SELECT (timestamp '2017-01-01' - i * interval '1 month')::date - 1 AS month_last_date
FROM generate_series(-1, 10) i; -- generate 12 months, off-by-1
Input is the first day of the month - or calculate it from a given date or timestamp with date_trunc():
SELECT date_trunc('month', timestamp '2017-01-17')::date AS this_mon1
Subtracting an interval from a date produces a timestamp. After the cast back to date we can simply subtract an integer to subtract days.
2.
SELECT m::date - 1 AS month_last_date
FROM generate_series(timestamp '2017-02-01' - interval '11 month' -- for 12 months
, timestamp '2017-02-01'
, interval '1 mon') m;
Input is the first day of the next month - or calculate it from any given date or timestamp with:
SELECT date_trunc('month', timestamp '2017-01-17' + interval '1 month')::date AS next_mon1
Related:
How do I determine the last day of the previous month using PostgreSQL?

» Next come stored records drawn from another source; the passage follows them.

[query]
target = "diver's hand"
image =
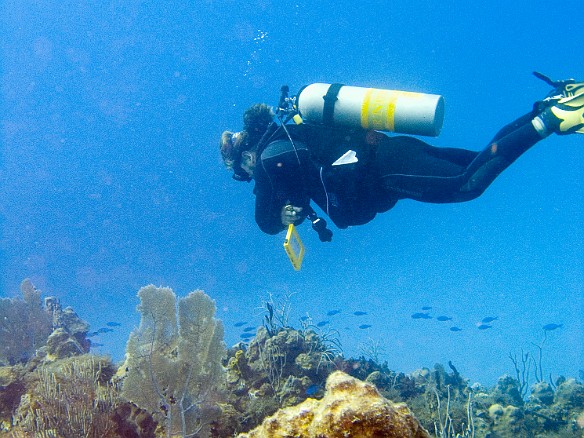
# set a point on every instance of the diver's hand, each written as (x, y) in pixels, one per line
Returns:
(291, 215)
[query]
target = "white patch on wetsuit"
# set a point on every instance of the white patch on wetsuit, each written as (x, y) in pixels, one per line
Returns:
(348, 157)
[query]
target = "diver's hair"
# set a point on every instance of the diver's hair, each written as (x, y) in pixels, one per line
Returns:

Create list with first and last day of month for given period
Not sure you actually need DISTINCT. Typically, (agent_id, month_last_date) would be defined unique, then remove DISTINCT ...
Be sure to use the LEFT JOIN correctly. Join conditions go into the join clause, not the WHERE clause:
Explain JOIN vs. LEFT JOIN and WHERE condition performance suggestion in more detail
Finally, default to 0 with COALESCE where NULL values are filled in by the LEFT JOIN.
Note that COALESCE cannot distinguish between actual NULL values from the right table and NULL values filled in for missing rows. If your columns are not defined NOT NULL, there may be ambiguity to address.
As I see, you need generate last days of all last 6 months, before certain date. (before "2017-01-31" in this case).
If I correctly understand, then you can use this query, which generates all of these days
SELECT (date_trunc('MONTH', mnth) + INTERVAL '1 MONTH - 1 day')::DATE
FROM
generate_series('2017-01-31'::date - interval '6 month', '2017-01-31'::date, '1 month') as mnth;
You just need LEFT JOIN this query to your existing query, and you get desirable result
Please note that this will returns 7 record (days), not 6.